In Italy, a 24-hour national riders strike last Friday [26 March] saw riders refusing to respond to app requests in 30 cities and towns. On Monday [29 March], riders’ unions signed a collective agreement with the JustEat platform whereby all riders would be made employees, including having full trade union rights.
Meanwhile, the European Commission has started work on a Directive which will regulate platform work in all EU nation-states. The first day of the consultation on the Directive was met by a global protest of gig workers in 16 countries across three continents, demanding an end to the “unjust misclassification of gig workers as independent contractors”.
What these actions demonstrate is that an increasingly savvy movement of gig workers and union organisers realise the need to hit platform companies on multiple fronts. Platforms are heavily reliant on investment from finance capital, so pressure campaigns on financial investors – like the one that has knocked over a billion off Deliveroo’s estimated value – can be just as effective as a strike in terms of hitting platforms where it hurts. Platforms are also betting on being powerful enough to ride roughshod over labour laws, so legal victories – like the one against Uber at the UK Supreme Court – can prove hugely effective in delegitimising their power, especially when combined with industrial and media pressure.

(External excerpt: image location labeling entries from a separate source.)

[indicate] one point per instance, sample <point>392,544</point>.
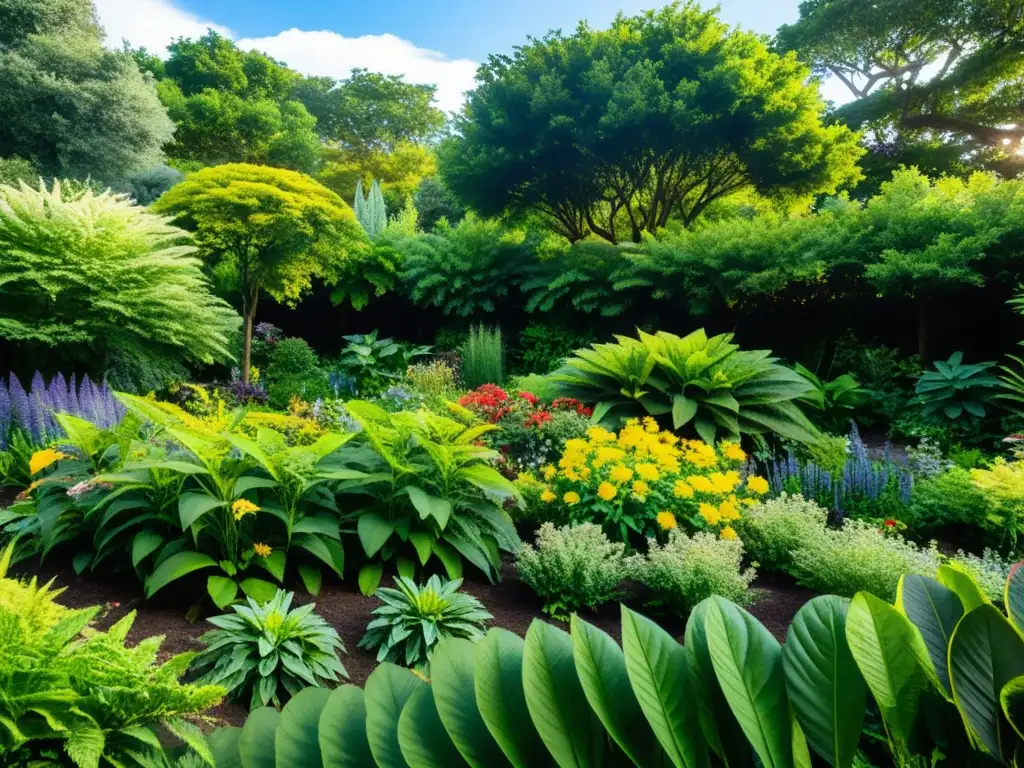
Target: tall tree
<point>274,229</point>
<point>70,105</point>
<point>938,74</point>
<point>617,131</point>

This movement is also instinctively internationalist, as they know that the big digital platforms all operate across borders, so they must be symmetrical to their enemy. As work researcher Jamie Woodcock told me in an interview, “platform workers have this shared identity that is very international.”
“One of the things that really fascinates me is that when Deliveroo workers struck in London, there was messages of support from riders across Europe, who got in touch with each other because they felt they have the same kind of job,” Woodcock added. “That’s quite a rare thing in other types of work; security guards in London don’t automatically identify with security guards in Paris and Berlin. The Deliveroo or Glovo rider are able to build these connections much quicker.”

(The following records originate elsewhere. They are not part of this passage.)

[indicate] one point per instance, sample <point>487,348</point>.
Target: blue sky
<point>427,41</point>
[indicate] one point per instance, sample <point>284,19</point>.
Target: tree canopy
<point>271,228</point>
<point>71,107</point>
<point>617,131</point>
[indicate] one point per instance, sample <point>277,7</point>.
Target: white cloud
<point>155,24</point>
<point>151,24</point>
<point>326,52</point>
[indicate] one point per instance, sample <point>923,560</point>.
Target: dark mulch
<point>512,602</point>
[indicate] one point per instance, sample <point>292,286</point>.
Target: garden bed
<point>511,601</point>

Towards a new phase of the gig economy?
The successes of gig workers in their battle with algorithmic capital means they are likely to force a new phase soon, where some of the more wild-west aspects of platform capitalism – still in an early stage of its development – will give way to a state-regulated relationship, where at least a semblance of workers’ rights is respected and algorithms are more closely monitored. But that new phase will bring with it new challenges for the movement, including the need to raise ambitions.

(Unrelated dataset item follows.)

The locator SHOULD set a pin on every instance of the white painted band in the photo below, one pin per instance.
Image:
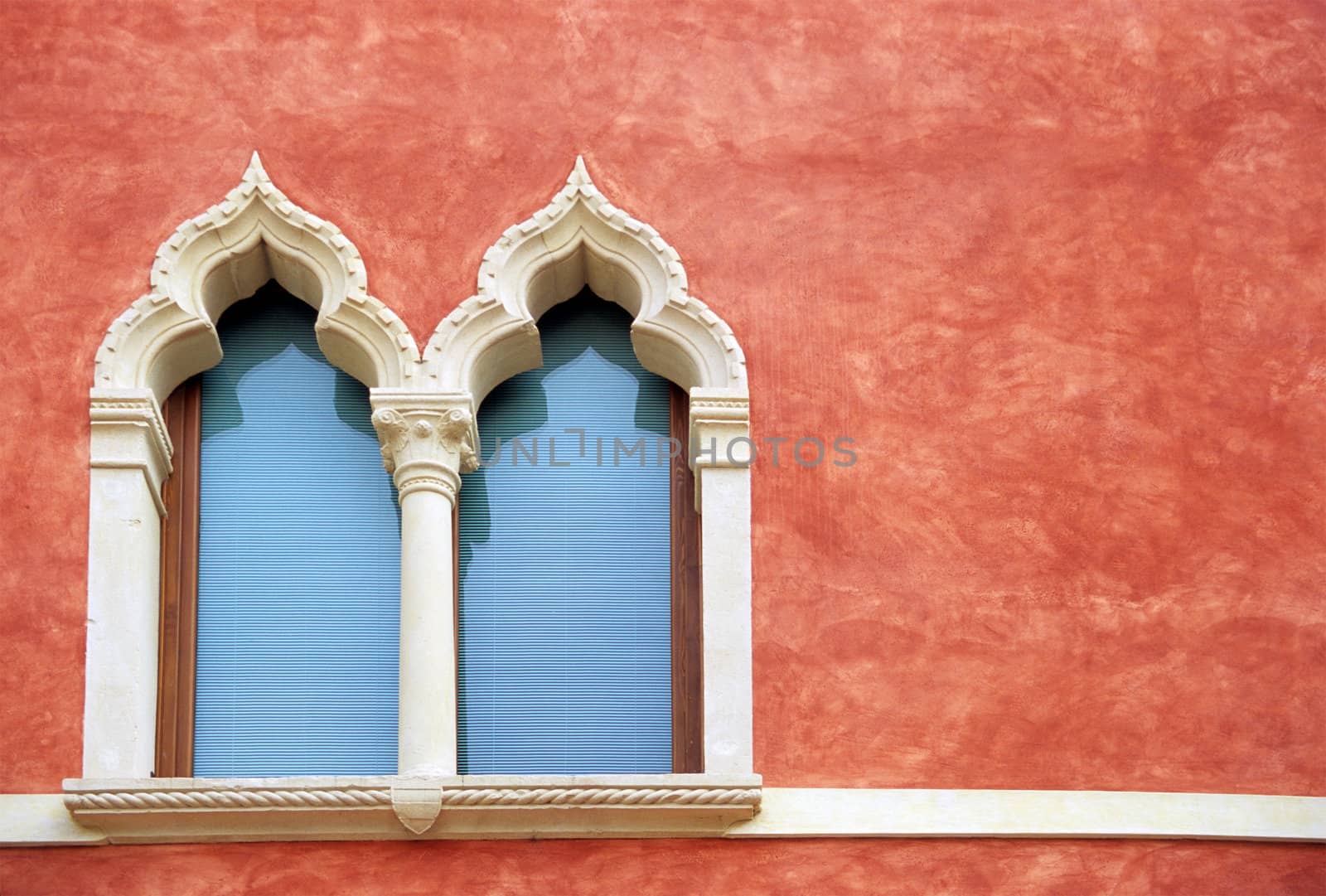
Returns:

As Niels Van Doorn, principle investigator of the ‘Platform Labor’ research project, asked at a conference on the gig economy at the weekend: ‘Is our vision simply for platforms to act like other low-wage employers?’ Van Doorn also pointed out that gig workers in Europe are disproportionately migrants, who often find gig work easier to access because there is no bureaucratic application process typical of a formal job, or because they have no legal right to work in the country and are paying to use other people’s profiles to access the app. With that in mind, the vision should not be to formalise gig work in an already exploitative system, but to expand the power of all workers in the digital age
It would be a mistake to see the gig worker’s struggle as being isolated to food deliveries and taxis. Legal services, translation, software development and accountancy are all fast growing sections of the gig economy, according to the Oxford University Online Labour Index. ‘Gigification’ can either be something we individually fear or collectively tackle, because digital technology could be liberating, if the algorithms were democratically controlled. Workers and citizens as the masters of the data we produce, ensuring it works for people and planet. That should be the vision.